For years, I wanted to be an outliner. For my first novel, I followed a plan in a craft book that promised I could write a novel in three months. Not only did I outline my novel down to the level of the scene, I also wrote up a production calendar that specified exactly how much I would accomplish every day.
I was determined, bordering on desperate. I was going to make this work. And I followed my plan to the letter.
Unfortunately, about a quarter of the way through the first draft, things began to fall apart. I got a niggling feeling in my gut that something wasn’t quite right, but I gritted my teeth and stuck with the program. The not-right feeling grew stronger and stronger, until I no longer believed in what I was writing. I was still putting words on the page, but the story had long since given up the ghost.
Yeah, I finished the draft in three months. And then spent a year and a half crashing through the underbrush trying to figure out where I’d killed the story and attempting to raise it from the dead.
And yet the urge to outline persisted.
Of writing novels, E. L. Doctorow has famously said, “It’s like driving a car at night. You never see further than your headlights, but you can make the whole trip that way.”
For some of us, this is a scary journey. We want to reach for a map or GPS to assure ourselves that if we invest so much time, hope, and heart in this project, we’re actually going to get somewhere.
The poet Kim Stafford once quoted a jazz musician (whose name I forget): “Creative people are comfortable not knowing…yet.”
I tried outlining my next three books. The most useful thing I learned was how to tumble more quickly to the exact moment when the thing keeled over.

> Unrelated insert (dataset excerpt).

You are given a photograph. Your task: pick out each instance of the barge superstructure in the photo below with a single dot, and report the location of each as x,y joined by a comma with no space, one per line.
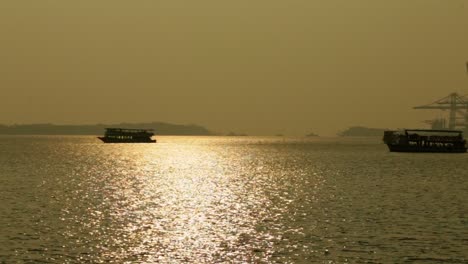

Then I gave myself over to not-knowing.
I can’t say it’s been exactly comfortable. While many writers seem to have some kind of inner sonar to guide them, I tend to stumble into quagmires and pit traps, taking vast amounts of time and energy to extricate myself and find my way back to solid ground. Panic is familiar territory — the gut-level feeling that I’m stuck, that I’ll never get out, that this whole thing has been a massive waste of time, that my career as a writer is over.
But so far I’ve always (knock wood) managed somehow to find my way home. And doing this repeatedly has given me the perspective to stand back and say to myself: Oh, I see you’re in that scary, not-knowing place again. Well, carry on!
This would have been the end of the story, except that before beginning my current novel I took a class from a friend and decided to give outlining another try. For two weeks I sat at a card table with stacks of index cards, and in the end I had a scene-by-scene plan. The cards held for about three-quarters of the way through a draft, which spared me no end of blundering and panic. Only time and readers’ reactions will tell if I brought the thing home alive. But I’m feeling hopeful and excited right now.
So, to that teacher, I say: Tell your students to experiment. Tell them to try outlining, try partial outlining, try writing scenes in no particular order, try crashing around in the bushes without a map. Tell them that it’s part of their job as writers to find a way that works for them, and this might take a while. Tell them that fear and confusion are part of the drill. Tell them that the correct way to write a novel is just however you can.